A Quiet Place – Full disclosure: I thought this looked dumb from the trailers, and then it came out and I started reading all the really positive reviews, so I decided that I had to see it.
And what do you know, it was really good! Like, I don’t feel like it’s something that I’ll ever need to watch again, but man, was it ever a treat to see. Good thing that I saw it in a theatre, too, because I’m sure it would have lost some of its edge on a small screen. It’s so very unique to watch a modern movie that only has two spoken conversations, both of which are about four sentences each. Plus the monster design was really neat, and oh my god, I’m not overly squeamish, but the moment they focused on that loose nail, my stomach turned itself over and over.
The problem I had with A Quiet Place -and it’s a pretty big one- is that so much of the film hinges around the wife’s pregnancy. I mean, yes, it adds a lot of tension and excitement, but why in the world would anyone choose to have a baby in such a scenario? Especially people who have proven to be smart enough to stay alive under these conditions for a year and a half? It seems like nothing but an easy way to get yourselves killed. Work on repopulating the planet after the threat is gone. If the threat leaves in the first place. Like, ugh. Just so dumb.
Doctor Strange – I finally decided to watch Deadpool, because holy crap it’s way overdue. But it turns out that Deadpool isn’t on Netflix, so I opted to catch up on another Marvel film I’d missed.

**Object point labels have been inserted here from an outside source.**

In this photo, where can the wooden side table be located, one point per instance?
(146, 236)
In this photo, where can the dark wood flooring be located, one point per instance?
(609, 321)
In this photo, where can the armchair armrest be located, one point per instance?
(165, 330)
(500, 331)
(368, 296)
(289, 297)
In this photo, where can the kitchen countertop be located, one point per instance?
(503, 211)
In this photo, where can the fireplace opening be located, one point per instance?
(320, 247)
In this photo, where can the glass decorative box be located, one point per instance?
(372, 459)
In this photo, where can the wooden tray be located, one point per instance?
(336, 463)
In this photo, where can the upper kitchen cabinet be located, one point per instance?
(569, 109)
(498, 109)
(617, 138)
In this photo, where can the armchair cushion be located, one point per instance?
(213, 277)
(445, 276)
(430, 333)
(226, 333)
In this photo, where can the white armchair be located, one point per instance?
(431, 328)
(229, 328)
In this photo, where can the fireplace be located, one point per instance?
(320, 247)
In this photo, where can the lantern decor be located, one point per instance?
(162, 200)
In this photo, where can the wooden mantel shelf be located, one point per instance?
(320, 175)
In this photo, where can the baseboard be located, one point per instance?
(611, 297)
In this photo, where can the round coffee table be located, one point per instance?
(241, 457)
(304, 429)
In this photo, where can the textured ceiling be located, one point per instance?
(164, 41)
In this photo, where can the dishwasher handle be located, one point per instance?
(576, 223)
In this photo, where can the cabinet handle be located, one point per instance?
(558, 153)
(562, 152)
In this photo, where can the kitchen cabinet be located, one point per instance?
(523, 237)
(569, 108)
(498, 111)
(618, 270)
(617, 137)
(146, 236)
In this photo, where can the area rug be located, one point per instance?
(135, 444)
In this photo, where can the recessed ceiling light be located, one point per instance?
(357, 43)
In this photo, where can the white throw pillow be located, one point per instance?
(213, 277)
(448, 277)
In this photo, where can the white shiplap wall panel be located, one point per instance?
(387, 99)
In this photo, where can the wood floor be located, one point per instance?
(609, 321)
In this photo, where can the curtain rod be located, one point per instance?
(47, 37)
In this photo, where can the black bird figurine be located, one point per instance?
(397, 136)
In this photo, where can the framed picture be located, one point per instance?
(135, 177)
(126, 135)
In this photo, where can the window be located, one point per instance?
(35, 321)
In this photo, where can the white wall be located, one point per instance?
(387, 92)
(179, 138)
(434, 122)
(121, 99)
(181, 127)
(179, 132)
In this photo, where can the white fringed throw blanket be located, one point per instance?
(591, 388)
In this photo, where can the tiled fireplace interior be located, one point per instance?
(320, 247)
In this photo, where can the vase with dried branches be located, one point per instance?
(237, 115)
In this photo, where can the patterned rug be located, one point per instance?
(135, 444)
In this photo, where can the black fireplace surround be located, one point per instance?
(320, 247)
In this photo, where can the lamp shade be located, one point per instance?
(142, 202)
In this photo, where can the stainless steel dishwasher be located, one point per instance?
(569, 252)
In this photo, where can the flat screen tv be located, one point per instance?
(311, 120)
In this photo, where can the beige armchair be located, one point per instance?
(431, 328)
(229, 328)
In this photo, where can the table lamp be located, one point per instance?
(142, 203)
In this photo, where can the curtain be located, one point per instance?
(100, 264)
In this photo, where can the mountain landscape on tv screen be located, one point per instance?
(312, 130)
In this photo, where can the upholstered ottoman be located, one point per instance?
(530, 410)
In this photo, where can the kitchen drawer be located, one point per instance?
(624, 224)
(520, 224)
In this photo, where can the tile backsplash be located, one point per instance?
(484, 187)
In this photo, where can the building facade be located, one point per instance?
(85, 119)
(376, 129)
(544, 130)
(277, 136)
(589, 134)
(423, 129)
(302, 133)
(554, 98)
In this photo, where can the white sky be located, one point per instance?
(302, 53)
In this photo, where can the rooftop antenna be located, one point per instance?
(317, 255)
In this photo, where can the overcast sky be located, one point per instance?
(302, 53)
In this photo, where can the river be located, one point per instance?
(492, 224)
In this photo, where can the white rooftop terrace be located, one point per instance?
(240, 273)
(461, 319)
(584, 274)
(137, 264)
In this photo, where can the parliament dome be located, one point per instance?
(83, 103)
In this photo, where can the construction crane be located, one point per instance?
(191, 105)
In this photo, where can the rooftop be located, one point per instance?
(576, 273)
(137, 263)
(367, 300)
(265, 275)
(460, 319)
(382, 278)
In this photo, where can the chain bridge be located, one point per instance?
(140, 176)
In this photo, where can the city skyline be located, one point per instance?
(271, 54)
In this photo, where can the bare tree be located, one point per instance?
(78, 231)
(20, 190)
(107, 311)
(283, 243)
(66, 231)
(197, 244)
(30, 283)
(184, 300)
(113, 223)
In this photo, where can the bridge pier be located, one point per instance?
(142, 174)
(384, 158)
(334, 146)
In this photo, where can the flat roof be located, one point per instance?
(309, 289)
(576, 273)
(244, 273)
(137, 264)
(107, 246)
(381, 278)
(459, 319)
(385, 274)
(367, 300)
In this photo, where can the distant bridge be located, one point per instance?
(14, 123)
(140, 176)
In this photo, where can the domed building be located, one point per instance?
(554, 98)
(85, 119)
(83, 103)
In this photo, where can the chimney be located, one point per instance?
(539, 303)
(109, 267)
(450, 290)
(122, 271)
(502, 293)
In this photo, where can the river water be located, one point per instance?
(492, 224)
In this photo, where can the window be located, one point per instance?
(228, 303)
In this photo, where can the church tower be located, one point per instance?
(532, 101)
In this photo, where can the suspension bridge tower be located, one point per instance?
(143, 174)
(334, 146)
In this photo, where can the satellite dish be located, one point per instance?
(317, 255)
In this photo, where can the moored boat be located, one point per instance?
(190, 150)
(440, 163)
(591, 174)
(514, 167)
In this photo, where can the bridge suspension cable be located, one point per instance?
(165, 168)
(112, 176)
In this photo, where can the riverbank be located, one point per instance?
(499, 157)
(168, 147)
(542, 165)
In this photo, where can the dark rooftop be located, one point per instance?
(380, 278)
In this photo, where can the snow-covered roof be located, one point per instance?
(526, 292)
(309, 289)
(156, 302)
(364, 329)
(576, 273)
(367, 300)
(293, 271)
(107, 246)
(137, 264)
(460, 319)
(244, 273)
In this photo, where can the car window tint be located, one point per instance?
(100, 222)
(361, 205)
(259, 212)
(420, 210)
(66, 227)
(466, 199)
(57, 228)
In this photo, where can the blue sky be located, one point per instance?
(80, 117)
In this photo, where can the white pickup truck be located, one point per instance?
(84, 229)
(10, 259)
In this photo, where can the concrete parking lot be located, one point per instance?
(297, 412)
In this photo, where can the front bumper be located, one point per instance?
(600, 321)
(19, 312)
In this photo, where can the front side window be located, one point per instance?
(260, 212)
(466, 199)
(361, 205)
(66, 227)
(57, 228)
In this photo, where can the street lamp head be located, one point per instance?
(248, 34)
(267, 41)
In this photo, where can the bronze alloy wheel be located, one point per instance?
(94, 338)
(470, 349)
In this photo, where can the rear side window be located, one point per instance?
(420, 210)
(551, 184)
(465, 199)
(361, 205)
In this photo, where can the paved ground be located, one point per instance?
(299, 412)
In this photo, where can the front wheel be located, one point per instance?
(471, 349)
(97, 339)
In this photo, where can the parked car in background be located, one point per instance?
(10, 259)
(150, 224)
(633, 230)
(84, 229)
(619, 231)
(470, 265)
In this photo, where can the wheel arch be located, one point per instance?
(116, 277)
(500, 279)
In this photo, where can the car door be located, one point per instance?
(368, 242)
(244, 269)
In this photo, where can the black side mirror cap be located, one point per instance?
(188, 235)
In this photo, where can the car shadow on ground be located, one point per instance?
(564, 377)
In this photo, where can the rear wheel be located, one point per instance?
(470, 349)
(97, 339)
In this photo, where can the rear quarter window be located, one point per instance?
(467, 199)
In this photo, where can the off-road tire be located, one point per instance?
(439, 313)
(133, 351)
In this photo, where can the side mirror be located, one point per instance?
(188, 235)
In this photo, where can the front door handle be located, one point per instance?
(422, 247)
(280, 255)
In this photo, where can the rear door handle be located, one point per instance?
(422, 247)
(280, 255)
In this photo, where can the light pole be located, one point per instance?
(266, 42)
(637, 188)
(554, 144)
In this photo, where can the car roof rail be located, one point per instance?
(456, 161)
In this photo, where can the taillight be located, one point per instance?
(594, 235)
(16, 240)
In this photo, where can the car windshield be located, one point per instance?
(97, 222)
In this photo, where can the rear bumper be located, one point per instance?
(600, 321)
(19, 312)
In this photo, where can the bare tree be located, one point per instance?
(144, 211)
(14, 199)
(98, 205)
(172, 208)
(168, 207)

Doctor Strange may very well be one of my favourite Marvel movies. Yes, it’s formulaic as all heck, but the elements are so unique among the rest of them that it really stands out to me. Plus it made me laugh out loud on several occasions, which is no mean feat. I can’t remember the exact line that cracked me up, but at one point I had to pause and collect myself. The mysticism is cool, and Doctor Strange himself is like Tony Stark but less of a smart-ass. Anyway, I thought the magic powers were cool, and the visuals were just so trippy and awesome. Between the Mirror World’s cool effects and the Dark Dimension’s space theme, it’s exactly the kind of thing that I like to see.
It all seemed a little too accelerated though. Like, I would have been happy with just a date stamp to show how long Doctor Strange has been training in the mystical arts. It just seemed like as soon as Kaecilius attacked, Strange suddenly went from barely understanding his powers to being a total master within one fight sequence. Anyway, small gripe, I can’t wait to see what kind of role he gets in Infinity War, and I’m definitely going to Doctor Strange 2 on opening weekend.